Usually it’s Bobby Lou keeping his teammates in the game, but it was a different story in the Canucks 3-2 shootout win against the Islanders. The Franchise Foundation was uncharacteristically fooled on two flukey goals, but the rest of the team was able to pick up the slack and rescue the game.

“[Luongo’s] bailed us out so many times from so many tough situations,” said coach Alain Vigneault. “I’m really happy we were able to get a win for him tonight.”

Even though the game went to a shootout, Vigneault said the game shouldn’t have been close. And Bill Guerin agreed. “Honestly, it was like watching the Harlem Globetrotters in our end for a little while. We were running around in our own end – it was disappointing.”

Despite the fact that the Canucks outplayed, out-chanced, out-shot, and out-insert-pretty-much-any-hockey-term-you-want-here, they only managed two goals. Rick DiPietro was the first star of the night, stopping 43 of the Canucks’ 45 shots.

But he was the only impressive Islander.
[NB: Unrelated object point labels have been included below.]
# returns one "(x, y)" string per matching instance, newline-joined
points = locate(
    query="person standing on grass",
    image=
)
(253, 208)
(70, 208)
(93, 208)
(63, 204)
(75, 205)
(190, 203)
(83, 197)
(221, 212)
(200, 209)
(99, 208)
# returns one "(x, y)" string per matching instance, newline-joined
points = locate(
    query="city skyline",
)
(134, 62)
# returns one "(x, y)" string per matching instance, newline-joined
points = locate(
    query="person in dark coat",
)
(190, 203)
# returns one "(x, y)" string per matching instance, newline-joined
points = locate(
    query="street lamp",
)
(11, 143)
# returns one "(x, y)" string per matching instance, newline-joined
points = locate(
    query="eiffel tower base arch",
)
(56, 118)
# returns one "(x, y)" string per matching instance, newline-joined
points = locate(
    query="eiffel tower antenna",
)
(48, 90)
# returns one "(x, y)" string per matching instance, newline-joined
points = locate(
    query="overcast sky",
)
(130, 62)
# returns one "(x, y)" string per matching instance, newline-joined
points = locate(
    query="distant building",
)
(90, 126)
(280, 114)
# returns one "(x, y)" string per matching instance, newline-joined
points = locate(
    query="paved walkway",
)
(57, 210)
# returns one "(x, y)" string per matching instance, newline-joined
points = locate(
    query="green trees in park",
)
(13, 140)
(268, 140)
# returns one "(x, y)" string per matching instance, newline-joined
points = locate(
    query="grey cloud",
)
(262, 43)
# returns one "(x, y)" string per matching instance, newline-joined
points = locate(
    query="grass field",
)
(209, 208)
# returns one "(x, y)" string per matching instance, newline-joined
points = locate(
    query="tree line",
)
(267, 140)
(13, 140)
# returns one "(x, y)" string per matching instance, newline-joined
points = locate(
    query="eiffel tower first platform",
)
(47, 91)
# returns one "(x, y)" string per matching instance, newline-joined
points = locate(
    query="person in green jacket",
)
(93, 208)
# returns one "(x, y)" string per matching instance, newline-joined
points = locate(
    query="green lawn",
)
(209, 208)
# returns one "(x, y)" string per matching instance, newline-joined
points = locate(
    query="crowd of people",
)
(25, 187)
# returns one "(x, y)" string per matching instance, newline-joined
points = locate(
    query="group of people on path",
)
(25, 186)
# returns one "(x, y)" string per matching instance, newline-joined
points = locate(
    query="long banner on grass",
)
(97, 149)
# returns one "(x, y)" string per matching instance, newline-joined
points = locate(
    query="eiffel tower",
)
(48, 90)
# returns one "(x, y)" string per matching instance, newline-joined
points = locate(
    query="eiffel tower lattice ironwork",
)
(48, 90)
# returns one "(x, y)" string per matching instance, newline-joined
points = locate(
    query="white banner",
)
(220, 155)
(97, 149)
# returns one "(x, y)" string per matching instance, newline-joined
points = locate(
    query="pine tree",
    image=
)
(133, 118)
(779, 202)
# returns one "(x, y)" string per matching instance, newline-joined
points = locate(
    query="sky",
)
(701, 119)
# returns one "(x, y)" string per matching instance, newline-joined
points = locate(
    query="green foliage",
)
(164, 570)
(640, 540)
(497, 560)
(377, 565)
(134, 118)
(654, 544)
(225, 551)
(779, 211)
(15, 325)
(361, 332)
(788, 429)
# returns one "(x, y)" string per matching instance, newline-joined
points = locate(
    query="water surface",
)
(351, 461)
The team from Long Island managed to pick up their play a bit after the first 20 minutes, but was still only able to score on what Vigneault called “lucky bounces.”

Guerin scored the Islanders’ first goal by banking it in off Luongo, who thought the play was offside. “I saw the ref had his arm up, but I don’t want to really use that as an excuse,” said Luongo. “You gotta stay with the play ‘cause stuff like that happens.”

The second goal was no less frustrating, as Luongo lost the puck in his feet behind the net. “I went to stop it and then I couldn’t find the puck. I knew it was in my skates, so I lifted my right but unfortunately it was the wrong one.” The puck then squirted in front to Blake Comeau who easily tapped it in to take a 2-1 lead.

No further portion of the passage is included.